Hot Posts

6/recent/ticker-posts

Highlights from Git 2.44

[Collection]

The open source Git project just released Git 2.44 with features and bug fixes from over 85 contributors, 34 of them new. We last caught up with you on the latest in Git back when 2.43 was released.

To celebrate this most recent release, here is GitHub’s look at some of the most interesting features and changes introduced since last time.

Faster pack generation with multi-pack reuse

If you’ve ever looked closely at Git’s output when pushing or pulling a repository to/from GitHub1, you might have noticed the pack-reused number that appears at the end of your output, like so:

$ git clone git@github.com:git/git.git
Cloning into 'git'...
remote: Enumerating objects: 361232, done.
remote: Counting objects: 100% (942/942), done.
remote: Compressing objects: 100% (453/453), done.
remote: Total 361232 (delta 598), reused 773 (delta 487), pack-reused 360290
[...]

If you’ve ever looked at that number (above, this is pack-reused 360290), and wondered what it meant, then look no further!

In general terms, that number refers to how much of the pack GitHub was able to send by (more-or-less) streaming verbatim sections of a pack that already exists down to the cloner, instead of generating a new pack on the fly. When Git is sending objects to the client (when fetching/cloning), to the server (when pushing), or to itself (when repacking), Git needs to generate a packfile that contains the set of objects being transferred. For many of the objects in this pack, Git will locate those objects, open and parse them, then optionally try and pair them with some existing object to form a delta chain.

Repeating this process over all objects in the pack yields a more compact result, since Git will find and pair objects who have similar content to one another to save space. When pushing a small amount of data to GitHub, this search is usually negligible and doesn’t take a significant amount of time. But during a clone, loading and trying to re-delta-ify all of the reachable objects in a repository can become prohibitively expensive, especially when carried out over tens of thousands of clones or more.

To save time, Git takes a shortcut: because the wire format used to transfer objects uses the same representation as the .pack files on disk (in $GIT_DIR/objects/pack), it can reuse sections of an existing packfile byte-for-byte when generating the new pack to send down to the client.

In our above example, that’s exactly what happened: the pack-reused 360290 portion of our output indicated that GitHub was able to reuse 360,290 objects from disk without having to re-open and search for new deltas. That process was carried out only over the remaining objects (in this case, 361,232 less the reused quantity gives us just over 900 objects that took the slow path).

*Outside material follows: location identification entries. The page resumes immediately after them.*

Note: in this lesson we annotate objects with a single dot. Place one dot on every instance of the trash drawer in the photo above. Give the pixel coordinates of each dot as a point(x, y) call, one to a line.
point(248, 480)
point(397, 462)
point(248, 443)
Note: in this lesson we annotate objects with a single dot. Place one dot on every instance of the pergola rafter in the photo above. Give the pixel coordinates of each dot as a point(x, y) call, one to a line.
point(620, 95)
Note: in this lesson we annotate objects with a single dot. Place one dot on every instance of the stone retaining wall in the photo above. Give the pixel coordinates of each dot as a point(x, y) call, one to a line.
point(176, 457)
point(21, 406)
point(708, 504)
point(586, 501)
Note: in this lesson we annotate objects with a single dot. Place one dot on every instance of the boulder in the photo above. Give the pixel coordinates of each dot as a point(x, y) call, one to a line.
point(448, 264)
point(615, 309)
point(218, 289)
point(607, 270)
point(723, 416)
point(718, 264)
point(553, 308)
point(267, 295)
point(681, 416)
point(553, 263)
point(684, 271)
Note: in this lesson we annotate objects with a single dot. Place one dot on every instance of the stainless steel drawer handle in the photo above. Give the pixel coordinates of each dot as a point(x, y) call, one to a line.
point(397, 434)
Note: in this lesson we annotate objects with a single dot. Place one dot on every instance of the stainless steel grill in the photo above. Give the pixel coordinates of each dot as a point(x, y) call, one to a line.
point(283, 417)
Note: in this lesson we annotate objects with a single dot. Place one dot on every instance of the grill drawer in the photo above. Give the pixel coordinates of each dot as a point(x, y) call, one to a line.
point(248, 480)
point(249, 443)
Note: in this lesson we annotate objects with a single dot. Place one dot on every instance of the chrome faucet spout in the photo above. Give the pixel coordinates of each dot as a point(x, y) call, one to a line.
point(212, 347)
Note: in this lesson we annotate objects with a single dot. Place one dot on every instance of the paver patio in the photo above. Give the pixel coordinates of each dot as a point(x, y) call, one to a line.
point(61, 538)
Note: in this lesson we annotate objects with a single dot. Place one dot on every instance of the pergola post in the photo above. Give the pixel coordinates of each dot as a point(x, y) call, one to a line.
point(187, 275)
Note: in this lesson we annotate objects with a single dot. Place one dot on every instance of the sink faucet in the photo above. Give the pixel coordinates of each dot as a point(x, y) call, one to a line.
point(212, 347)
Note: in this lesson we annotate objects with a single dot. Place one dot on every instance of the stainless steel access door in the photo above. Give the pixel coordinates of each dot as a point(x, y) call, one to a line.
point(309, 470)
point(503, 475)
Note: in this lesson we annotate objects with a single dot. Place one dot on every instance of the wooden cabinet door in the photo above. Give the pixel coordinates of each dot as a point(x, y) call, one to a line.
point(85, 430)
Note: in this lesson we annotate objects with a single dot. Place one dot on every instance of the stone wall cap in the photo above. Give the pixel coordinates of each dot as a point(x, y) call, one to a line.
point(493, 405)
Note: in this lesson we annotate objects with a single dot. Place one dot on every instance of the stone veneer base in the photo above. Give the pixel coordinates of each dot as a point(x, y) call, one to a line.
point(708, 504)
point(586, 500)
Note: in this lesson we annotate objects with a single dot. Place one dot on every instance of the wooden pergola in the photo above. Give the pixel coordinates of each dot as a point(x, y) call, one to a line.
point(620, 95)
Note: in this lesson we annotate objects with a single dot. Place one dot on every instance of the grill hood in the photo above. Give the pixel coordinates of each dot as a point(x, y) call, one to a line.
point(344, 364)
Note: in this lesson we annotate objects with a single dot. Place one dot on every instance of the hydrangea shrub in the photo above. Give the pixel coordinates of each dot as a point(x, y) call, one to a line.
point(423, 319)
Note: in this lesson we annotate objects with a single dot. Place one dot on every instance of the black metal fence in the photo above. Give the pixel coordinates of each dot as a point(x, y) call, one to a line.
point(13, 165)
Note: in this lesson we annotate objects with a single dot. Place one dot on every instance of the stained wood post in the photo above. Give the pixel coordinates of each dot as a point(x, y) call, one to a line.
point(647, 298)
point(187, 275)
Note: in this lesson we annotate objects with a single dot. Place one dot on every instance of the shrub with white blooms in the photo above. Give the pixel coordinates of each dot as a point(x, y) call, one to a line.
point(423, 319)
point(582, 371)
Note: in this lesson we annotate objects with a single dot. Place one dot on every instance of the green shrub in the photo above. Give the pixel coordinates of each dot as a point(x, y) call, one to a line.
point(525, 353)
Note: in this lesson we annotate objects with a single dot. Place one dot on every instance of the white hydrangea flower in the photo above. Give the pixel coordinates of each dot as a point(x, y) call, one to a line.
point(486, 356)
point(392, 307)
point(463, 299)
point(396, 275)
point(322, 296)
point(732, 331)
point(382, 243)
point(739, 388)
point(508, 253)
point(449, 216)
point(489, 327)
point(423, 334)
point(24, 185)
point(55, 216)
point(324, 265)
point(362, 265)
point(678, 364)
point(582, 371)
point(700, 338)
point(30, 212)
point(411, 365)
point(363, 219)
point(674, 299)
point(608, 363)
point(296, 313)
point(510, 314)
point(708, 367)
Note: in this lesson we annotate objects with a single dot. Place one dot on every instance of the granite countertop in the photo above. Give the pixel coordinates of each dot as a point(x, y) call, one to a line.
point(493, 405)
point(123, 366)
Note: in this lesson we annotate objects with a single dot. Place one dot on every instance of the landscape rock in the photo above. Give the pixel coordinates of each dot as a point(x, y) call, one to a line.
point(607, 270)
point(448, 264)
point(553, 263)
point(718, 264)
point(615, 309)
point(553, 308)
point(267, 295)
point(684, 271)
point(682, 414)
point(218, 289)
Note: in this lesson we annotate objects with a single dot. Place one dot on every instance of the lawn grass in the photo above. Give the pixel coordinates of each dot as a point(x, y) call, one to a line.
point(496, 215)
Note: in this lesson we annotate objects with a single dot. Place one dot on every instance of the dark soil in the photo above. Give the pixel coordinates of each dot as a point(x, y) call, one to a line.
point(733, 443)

Verbatim pack-reuse sounds like a great deal, right? It is, but there are a couple of gotchas that impose a couple of restrictions on how often Git can make use of this optimization:

  • Packfiles cannot contain the same object more than once. For single-pack reuse, this is easy enough (since the pack we’re reusing from also can’t contain duplicate copies of an object), but it makes implementing multi-pack reuse difficult.
  • Certain kinds of deltas (which identify their base by the number of bytes between the delta and base) need to be “patched” if there is an omitted section between the delta and its base, changing the offset.

In order to take full advantage of verbatim pack-reuse, a repository needs to have a majority of its objects packed together in a single packfile. For many repositories, this isn’t a huge deal, but it can become prohibitively expensive for large repositories with many hundreds of millions of objects.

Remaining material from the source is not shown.